By Baptism, we are made new creatures, by being inserted sacramentally into the events of Christ’s death and resurrection. By our sacramental participation in his death, we die to sin, Original Sin and all personal; by sacramentally sharing in His resurrection, we are raised b Christ to become new creatures, God’s own children by adoption. We do not put off our bodies, but put on Christ, and become new creations in Him.
And so too with the Eucharist, we see this transformation where all things will be made new. Bread and wine are transformed, and become something new, the very body and blood of Christ, which in turn becomes our food for Eternal life. All this happens in this world of ours, and by faith we know that this newness of creation will be finally completed in this world, when Christ returns in glory. Christianity is not a rejection of the body or the material world, as if they were in themselves unimportant or even evil. The Resurrection of Christ is the deepest affirmation of the goodness of creation and its permanent value, and while they will be transformed, it will be these bodies and this world that will remain forever, and forever be something new under the sun, or more accurately, under the Son.
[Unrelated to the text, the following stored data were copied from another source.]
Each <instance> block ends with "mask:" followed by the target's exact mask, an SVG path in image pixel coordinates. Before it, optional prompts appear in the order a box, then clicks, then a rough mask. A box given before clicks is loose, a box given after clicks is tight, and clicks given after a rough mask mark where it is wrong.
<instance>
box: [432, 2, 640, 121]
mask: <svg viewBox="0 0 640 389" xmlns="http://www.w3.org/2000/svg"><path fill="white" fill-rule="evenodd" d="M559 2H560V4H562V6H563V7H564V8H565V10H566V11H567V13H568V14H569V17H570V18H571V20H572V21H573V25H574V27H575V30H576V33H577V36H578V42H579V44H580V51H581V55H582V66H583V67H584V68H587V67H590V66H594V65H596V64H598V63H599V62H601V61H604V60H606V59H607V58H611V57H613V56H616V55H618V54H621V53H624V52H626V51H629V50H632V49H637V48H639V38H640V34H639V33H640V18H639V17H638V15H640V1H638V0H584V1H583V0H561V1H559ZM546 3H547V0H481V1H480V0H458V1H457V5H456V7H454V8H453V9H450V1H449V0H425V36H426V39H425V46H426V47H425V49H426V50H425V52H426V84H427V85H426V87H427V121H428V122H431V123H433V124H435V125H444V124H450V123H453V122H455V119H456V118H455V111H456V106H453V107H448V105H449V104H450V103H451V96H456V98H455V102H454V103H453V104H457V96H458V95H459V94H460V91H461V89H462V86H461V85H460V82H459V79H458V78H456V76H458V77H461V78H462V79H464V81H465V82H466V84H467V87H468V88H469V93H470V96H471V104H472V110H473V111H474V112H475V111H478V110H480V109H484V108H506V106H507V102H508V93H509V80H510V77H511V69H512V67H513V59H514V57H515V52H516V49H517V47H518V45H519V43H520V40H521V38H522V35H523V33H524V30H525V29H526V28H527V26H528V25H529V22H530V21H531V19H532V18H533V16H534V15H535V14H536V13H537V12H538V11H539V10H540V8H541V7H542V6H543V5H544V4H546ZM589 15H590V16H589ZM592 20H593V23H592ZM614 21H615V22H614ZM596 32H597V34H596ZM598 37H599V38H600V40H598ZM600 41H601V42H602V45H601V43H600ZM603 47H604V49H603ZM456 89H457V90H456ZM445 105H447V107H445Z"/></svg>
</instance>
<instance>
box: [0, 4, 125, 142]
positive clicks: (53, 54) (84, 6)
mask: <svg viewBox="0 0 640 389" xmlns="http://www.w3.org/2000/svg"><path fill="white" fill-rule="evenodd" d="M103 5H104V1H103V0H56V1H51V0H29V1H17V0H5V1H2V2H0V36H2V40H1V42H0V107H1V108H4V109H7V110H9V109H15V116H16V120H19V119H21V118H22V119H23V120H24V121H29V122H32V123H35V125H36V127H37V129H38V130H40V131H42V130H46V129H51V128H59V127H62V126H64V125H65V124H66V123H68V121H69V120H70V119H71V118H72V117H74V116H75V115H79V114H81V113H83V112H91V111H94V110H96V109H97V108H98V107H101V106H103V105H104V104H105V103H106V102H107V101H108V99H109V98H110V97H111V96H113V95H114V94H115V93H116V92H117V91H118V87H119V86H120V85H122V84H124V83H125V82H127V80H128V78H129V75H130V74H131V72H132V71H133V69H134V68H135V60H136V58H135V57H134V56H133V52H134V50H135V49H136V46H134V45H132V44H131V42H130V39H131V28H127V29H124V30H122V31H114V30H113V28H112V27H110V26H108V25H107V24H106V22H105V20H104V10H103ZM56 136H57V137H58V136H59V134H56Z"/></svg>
Today Christians everywhere joyfully proclaim their faith that Jesus Christ is truly risen and is truly alive and in our midst. This is no belief based upon some message from outer space, or from the inner space of man’s religious imagination. It is based upon the witness of men and women who were once as hopeless of overcoming death in this world as anyone in the world. Recall that the holy women were going to the tomb in order to properly entomb the body, not a living body but a dead one. The Apostles themselves were in hiding, not waiting for Jesus to come, but for the coast to clear so they could escape. Like Qoheleth they too expected nothing new under the sun. Jesus would have to demonstrate to them that he was not a ghost, and their hesitancy to believe is the greatest support of our own faith. They came to believe in His divinity, because they saw and touched His risen humanity. Two Thousand years later, we believe in both because of their word and His gift of faith. Easter truly does make all things new in the end. May God increase our faith on this Easter day so we too can know the unbridled joy of those first witnesses to the first thing new under the sun since the moment of creation itself. Jesus Christ is risen today, Alleluia, alleluia.